1 – Recadastramento dos agricultores dos projetos de assentamento do INCRA e do ITERAIMA, com o objetivo de identificar os lotes improdutivos e abandonados e orientar a reocupação, envolvendo neste processo as organizações dos produtores rurais e assistência técnica.

2 – Convocar os responsáveis pelos lotes e fazer um estudo individual da situação, para saber os reais motivos pelo abandono.

3 – Definir critérios claros e transparentes para executar a reocupação.

4 – Efetuar o pagamento dos créditos instalação, habitação e produção (PRONAF) para o novo assentado.

5 – Que o INCRA se posicione a respeito do relatório das Equipes Técnicas Locais do LUMIAR sobre os lotes abandonados realizados no ano de 1999.

6 – Que o INCRA tenha um controle, um sistema operacional mais prático (SIPRA) sobre os assentados, mais eficiente e com informações atualizadas.

 

INFRAESTRUTURA

 

Não é possível entender à Reforma Agrária sem a criação da infraestrutura mínima necessária para o homem sobreviver no campo. O que temos hoje são 31 projetos de Assentamentos, com estradas vicinais de péssimas qualidades (difícil trafegabilidade), na sua grande maioria sem nenhuma condição para o escoamento da produção no período de inverno. Exemplo disso são as estradas dos Projetos de Assentamento: Paredão, Samaúma, Vila Nova, Taboca, RR-170, Anauá, Ladeirão, Itã, Jundiá, Equador, etc. As estradas construídas com recursos da União não tem uma durabilidade de dois (02) anos, não possuem aterro, as pontes não são estaqueadas, fazem pontilhões que não suportam mais de quinze (15) toneladas, os bueiros não são suficientes para o escoamento das águas, não são compactadas. Há mais de três (03) anos que o Governo do Estado não faz a recuperação de estradas vicinais nos Projetos de Assentamentos do INCRA e o INCRA não libera recursos para a recuperação das vicinais. O fato mais grave é que os madeireiros são responsáveis diretos pela destruição das vicinais, com seus caminhões pesados, não obedecem as capacidades de peso que os pontilhões suportam, trafegam em pleno inverno com a autorização do IBAMA e deixam os produtores isolados, devido a degradação das estradas.

Em relação à educação, as escolas construídas com recursos do MEC em convênio com as Prefeituras Municipais ou a Secretaria de Educação do Estado não atendem as necessidades dos filhos dos produtores, muitas delas tem somente até a 4ª Série primária do ensino fundamental e os adolescestes que necessitam concluir o 1º Grau tem que se deslocar para outras escolas, principalmente nas Vilas. No período de inverno a aprendizagem é prejudicada devido a não condição das estradas para tráfego do transporte escolar. A conclusão do 2º Grau muito das vezes é um sonho para os filhos dos produtores. São poucas as escolas do interior que estão investindo na alfabetização de adultos, o analfabetismo prejudica a compreensão da informação e conseqüentemente deixa o produtor rural frágil e dependente, enfim sem cidadania.
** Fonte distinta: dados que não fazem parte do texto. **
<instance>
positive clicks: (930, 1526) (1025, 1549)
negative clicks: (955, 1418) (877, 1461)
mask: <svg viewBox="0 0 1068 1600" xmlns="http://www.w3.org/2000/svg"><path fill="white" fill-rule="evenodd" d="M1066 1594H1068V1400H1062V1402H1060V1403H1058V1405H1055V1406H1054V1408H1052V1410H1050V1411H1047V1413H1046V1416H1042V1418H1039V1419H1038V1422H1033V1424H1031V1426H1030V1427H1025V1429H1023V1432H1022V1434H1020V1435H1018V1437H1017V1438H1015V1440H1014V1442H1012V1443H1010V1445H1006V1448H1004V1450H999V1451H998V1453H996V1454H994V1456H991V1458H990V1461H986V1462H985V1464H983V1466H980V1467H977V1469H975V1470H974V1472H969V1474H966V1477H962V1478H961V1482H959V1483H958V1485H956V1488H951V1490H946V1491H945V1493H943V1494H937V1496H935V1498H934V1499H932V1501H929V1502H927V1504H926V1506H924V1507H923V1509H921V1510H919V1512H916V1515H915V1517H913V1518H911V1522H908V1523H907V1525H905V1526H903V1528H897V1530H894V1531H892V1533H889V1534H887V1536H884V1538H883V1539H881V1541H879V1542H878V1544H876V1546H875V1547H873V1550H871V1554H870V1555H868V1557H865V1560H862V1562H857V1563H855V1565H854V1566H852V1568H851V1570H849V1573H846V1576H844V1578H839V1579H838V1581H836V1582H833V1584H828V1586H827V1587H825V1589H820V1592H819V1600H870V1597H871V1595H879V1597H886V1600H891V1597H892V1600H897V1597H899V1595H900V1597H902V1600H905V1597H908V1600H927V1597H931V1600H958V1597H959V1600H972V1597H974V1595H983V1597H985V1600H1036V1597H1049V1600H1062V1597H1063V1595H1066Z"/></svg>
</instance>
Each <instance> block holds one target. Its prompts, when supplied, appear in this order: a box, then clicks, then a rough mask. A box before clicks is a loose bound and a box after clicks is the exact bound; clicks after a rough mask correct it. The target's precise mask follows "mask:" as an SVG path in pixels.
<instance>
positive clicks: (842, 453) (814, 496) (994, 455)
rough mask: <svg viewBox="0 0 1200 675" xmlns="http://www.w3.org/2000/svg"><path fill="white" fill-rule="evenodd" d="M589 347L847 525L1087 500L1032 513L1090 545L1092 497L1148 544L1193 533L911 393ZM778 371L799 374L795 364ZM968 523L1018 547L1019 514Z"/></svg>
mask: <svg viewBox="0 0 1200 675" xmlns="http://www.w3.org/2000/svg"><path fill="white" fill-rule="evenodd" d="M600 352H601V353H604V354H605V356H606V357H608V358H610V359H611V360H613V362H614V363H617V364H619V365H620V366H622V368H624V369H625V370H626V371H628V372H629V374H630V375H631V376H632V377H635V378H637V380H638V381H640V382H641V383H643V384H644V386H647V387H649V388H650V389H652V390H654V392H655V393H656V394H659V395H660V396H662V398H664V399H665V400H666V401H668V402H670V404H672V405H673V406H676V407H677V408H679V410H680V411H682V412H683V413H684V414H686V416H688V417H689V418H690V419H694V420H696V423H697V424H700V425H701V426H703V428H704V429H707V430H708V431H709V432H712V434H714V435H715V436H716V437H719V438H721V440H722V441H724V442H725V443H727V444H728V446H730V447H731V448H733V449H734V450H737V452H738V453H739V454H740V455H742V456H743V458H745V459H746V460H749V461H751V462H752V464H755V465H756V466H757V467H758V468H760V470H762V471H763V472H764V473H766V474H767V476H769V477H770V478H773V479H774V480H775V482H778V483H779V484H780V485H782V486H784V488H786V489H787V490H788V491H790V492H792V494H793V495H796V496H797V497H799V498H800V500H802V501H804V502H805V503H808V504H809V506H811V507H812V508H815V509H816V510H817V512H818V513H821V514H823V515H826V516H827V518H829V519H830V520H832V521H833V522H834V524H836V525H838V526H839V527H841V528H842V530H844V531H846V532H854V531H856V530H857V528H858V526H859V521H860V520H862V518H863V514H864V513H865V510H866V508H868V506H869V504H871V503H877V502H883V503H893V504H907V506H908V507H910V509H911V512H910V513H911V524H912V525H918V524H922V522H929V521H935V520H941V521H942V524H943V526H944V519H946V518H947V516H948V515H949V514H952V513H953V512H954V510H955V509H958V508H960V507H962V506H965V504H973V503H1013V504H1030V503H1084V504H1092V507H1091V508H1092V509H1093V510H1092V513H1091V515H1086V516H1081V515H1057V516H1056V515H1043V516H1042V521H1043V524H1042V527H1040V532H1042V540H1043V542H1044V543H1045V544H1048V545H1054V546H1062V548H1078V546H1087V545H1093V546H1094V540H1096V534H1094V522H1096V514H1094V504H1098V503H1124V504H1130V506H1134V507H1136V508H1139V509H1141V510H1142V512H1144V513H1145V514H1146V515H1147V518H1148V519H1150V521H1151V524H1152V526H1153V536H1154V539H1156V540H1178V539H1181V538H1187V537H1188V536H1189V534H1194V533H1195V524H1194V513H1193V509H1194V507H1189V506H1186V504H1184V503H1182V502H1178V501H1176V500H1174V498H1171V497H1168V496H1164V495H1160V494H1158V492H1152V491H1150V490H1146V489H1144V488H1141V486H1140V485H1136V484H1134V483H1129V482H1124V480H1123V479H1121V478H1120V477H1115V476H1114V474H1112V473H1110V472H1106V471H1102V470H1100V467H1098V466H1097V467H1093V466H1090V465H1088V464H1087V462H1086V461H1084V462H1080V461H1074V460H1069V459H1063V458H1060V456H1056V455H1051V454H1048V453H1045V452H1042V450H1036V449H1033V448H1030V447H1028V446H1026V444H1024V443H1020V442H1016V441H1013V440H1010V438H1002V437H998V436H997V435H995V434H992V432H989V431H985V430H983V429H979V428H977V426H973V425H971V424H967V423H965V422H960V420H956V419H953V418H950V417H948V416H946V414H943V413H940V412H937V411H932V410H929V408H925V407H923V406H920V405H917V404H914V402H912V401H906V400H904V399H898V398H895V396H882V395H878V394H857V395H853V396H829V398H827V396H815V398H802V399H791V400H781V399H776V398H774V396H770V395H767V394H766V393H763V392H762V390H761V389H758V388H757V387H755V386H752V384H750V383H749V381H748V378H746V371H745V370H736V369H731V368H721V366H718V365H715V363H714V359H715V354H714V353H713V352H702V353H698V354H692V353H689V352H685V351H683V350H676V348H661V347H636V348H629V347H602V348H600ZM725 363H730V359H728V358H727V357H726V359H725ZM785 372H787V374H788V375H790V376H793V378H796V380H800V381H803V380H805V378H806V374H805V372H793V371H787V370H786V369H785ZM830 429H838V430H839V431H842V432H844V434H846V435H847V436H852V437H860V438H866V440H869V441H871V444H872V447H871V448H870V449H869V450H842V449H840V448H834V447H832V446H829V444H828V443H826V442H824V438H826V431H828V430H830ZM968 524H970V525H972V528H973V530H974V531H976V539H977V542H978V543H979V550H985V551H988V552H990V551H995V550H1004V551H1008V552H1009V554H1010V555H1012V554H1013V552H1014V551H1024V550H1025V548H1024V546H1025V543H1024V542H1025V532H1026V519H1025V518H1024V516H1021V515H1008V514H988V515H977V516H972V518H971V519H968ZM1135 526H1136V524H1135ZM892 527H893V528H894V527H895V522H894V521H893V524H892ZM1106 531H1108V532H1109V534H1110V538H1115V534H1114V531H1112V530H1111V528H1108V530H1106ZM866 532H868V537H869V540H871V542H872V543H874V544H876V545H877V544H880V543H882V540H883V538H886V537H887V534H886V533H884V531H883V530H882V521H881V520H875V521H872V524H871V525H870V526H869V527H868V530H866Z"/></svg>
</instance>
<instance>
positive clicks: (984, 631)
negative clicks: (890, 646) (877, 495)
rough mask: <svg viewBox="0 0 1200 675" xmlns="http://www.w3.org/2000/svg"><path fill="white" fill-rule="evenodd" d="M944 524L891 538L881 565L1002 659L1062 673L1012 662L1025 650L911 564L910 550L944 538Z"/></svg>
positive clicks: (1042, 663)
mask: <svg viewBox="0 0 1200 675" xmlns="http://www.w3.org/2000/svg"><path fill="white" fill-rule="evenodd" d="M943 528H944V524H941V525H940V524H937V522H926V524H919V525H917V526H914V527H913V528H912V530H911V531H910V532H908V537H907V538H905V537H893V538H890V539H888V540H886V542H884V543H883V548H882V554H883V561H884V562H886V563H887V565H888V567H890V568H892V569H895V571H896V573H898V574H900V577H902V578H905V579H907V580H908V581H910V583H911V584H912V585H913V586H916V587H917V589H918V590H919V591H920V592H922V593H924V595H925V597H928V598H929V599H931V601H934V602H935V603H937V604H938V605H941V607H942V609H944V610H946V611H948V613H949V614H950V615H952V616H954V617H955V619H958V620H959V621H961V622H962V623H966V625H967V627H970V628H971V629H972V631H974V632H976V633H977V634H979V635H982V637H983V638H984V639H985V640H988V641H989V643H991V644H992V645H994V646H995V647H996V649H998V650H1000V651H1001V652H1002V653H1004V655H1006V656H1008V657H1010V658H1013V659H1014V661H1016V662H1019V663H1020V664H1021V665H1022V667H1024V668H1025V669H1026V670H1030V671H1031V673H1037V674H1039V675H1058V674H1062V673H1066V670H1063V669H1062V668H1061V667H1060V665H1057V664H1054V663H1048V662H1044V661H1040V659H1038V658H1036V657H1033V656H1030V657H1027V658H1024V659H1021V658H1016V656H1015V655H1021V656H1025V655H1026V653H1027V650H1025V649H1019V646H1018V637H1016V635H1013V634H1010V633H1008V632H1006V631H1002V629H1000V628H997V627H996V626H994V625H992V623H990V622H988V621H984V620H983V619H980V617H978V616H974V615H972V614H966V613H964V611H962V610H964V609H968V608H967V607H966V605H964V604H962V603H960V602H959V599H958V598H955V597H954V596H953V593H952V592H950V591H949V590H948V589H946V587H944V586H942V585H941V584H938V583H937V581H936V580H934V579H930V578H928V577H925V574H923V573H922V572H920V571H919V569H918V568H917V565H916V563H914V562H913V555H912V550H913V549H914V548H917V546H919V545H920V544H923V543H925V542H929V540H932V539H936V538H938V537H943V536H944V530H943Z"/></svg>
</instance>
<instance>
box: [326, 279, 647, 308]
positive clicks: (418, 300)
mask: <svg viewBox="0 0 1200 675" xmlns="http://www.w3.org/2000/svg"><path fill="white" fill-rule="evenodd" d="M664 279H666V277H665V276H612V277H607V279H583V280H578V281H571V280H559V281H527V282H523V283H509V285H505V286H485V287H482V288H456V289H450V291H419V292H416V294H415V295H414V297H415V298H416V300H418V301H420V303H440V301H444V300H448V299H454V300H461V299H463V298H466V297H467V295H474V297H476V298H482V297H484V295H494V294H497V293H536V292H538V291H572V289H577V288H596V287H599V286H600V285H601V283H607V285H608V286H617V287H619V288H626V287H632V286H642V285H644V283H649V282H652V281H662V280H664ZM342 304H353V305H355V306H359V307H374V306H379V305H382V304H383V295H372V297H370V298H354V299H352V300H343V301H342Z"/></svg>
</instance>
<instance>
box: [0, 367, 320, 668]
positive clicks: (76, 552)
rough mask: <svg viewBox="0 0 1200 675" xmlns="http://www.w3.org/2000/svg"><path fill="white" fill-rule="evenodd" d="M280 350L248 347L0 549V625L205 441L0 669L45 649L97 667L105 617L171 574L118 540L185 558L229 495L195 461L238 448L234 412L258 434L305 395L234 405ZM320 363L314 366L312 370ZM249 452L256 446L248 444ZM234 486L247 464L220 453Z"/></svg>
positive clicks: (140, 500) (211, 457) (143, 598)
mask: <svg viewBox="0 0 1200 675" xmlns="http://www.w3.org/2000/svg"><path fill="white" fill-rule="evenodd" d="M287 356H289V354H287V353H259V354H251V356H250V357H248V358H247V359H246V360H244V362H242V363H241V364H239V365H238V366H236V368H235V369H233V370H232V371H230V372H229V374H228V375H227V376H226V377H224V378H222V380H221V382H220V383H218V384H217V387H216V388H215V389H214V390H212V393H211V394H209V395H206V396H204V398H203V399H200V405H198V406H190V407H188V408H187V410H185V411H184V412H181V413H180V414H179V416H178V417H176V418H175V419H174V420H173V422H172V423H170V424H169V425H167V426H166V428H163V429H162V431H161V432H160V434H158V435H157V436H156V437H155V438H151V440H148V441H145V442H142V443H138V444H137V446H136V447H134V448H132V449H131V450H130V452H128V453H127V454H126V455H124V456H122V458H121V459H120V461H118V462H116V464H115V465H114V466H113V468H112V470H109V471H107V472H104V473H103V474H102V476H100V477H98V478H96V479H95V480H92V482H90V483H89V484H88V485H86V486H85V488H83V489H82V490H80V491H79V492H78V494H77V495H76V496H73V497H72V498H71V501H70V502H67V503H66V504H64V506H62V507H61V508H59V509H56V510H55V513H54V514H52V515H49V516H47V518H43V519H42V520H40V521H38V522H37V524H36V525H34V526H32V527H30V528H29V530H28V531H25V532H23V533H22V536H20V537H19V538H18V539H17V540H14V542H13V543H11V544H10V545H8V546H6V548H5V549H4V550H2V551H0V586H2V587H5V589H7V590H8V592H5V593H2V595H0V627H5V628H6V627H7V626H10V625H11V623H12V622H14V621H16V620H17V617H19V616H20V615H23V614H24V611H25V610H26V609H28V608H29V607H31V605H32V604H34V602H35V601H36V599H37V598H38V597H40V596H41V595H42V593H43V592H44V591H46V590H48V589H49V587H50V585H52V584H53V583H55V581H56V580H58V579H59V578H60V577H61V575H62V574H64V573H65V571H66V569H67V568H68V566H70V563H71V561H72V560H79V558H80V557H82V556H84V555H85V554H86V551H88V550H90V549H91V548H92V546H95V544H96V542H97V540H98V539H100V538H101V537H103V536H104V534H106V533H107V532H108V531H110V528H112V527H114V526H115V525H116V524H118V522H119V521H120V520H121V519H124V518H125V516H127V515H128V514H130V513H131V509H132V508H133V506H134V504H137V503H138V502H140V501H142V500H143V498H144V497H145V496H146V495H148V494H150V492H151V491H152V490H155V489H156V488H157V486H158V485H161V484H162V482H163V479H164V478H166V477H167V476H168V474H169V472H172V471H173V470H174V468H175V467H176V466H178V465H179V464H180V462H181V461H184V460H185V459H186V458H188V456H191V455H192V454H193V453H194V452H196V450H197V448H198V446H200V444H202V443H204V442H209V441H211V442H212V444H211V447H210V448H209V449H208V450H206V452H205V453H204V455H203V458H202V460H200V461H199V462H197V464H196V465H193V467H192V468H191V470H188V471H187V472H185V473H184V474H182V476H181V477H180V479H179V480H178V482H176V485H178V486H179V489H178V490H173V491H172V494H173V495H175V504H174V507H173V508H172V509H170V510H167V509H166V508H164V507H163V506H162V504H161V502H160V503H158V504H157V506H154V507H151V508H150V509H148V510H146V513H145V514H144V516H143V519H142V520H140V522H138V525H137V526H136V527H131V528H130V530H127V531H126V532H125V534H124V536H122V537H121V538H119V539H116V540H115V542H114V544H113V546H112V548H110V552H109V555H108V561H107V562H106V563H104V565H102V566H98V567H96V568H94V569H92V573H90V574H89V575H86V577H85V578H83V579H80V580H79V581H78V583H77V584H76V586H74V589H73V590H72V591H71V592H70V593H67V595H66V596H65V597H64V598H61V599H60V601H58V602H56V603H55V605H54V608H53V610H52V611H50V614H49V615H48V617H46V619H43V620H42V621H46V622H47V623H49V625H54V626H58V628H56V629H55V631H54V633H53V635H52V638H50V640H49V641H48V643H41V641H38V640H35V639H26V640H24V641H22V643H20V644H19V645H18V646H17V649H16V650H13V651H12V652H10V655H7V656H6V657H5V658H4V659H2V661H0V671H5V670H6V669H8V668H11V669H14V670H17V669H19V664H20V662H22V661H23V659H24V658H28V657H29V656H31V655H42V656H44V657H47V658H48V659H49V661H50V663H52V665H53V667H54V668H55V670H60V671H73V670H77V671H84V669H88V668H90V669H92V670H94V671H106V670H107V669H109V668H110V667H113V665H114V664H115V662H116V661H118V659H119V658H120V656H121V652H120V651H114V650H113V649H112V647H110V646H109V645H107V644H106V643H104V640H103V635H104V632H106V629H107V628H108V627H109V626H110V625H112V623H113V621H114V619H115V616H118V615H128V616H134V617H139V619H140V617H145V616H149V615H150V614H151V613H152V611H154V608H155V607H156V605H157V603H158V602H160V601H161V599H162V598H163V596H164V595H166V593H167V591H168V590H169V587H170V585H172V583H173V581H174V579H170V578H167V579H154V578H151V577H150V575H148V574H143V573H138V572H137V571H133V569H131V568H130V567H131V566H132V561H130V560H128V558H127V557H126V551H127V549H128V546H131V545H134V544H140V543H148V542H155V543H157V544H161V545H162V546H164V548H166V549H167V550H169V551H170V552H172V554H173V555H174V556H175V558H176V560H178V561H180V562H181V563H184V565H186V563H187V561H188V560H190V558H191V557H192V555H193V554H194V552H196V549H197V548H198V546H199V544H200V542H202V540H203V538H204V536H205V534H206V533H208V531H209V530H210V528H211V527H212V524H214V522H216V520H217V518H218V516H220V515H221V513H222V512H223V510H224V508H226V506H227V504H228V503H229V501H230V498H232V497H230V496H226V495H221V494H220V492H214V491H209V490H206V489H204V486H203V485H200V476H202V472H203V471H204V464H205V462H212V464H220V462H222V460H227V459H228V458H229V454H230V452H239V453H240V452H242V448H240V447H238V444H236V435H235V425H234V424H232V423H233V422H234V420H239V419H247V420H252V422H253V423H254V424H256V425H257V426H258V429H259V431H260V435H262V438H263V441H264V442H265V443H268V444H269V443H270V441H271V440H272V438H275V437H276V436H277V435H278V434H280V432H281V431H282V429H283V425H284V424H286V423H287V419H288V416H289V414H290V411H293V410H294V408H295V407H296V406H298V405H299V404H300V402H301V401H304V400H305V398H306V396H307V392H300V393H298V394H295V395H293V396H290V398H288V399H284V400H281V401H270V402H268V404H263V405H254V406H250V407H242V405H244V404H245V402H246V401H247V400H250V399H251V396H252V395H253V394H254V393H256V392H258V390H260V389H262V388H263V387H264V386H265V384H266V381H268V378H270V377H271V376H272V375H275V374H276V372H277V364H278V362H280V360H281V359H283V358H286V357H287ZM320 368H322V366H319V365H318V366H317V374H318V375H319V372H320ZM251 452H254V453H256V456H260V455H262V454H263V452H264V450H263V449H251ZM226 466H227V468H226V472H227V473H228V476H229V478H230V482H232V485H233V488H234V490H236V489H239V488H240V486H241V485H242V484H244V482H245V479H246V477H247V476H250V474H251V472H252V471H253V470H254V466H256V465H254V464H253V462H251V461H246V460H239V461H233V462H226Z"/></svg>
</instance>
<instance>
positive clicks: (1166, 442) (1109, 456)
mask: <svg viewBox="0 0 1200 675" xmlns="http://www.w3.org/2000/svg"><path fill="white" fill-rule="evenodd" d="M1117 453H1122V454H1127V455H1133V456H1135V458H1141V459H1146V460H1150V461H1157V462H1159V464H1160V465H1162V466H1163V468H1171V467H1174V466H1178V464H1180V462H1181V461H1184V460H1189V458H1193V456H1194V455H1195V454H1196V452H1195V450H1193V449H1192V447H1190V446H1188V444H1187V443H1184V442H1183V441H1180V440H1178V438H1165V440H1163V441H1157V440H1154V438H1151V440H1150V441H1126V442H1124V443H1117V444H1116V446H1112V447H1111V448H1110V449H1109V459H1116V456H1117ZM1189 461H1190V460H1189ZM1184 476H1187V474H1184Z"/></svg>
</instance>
Sobre a saúde a situação é gritante. Os poucos postos de saúde existentes nos assentamentos não tem estrutura nenhuma para atender bem o produtor rural, falta medicamentos até para os primeiros socorros. Os casos de malária aumentam no inverno, o produtor tem dificuldade de transporte, ficam debilitados e reduz sua força de trabalho.

Eletrificação rural, posto telefônico na maioria dos assentamentos ainda é sonho a se concretizar.

Tendo em vista todas essas dificuldades sugerimos:

1 – Que o Governo do Estado de Roraima faça um levantamento urgente da situação das estradas vicinais e dos Projetos de Assentamento que se encontram isolados e decrete "estado de calamidade pública".

2 – Que o Governo do Estado de Roraima acione a Defesa Civil para ajudar os produtores que estão isolados e que necessitam escoar sua produção para garantir a sobrevivência.

3 – Formação de uma Comissão Independente para elaborar uma auditoria nas estradas vicinais que estão sendo construídas com recursos públicos.

4 – Logo termine o inverno iniciar uma imediata recuperação das estradas vicinais nos projetos de assentamentos.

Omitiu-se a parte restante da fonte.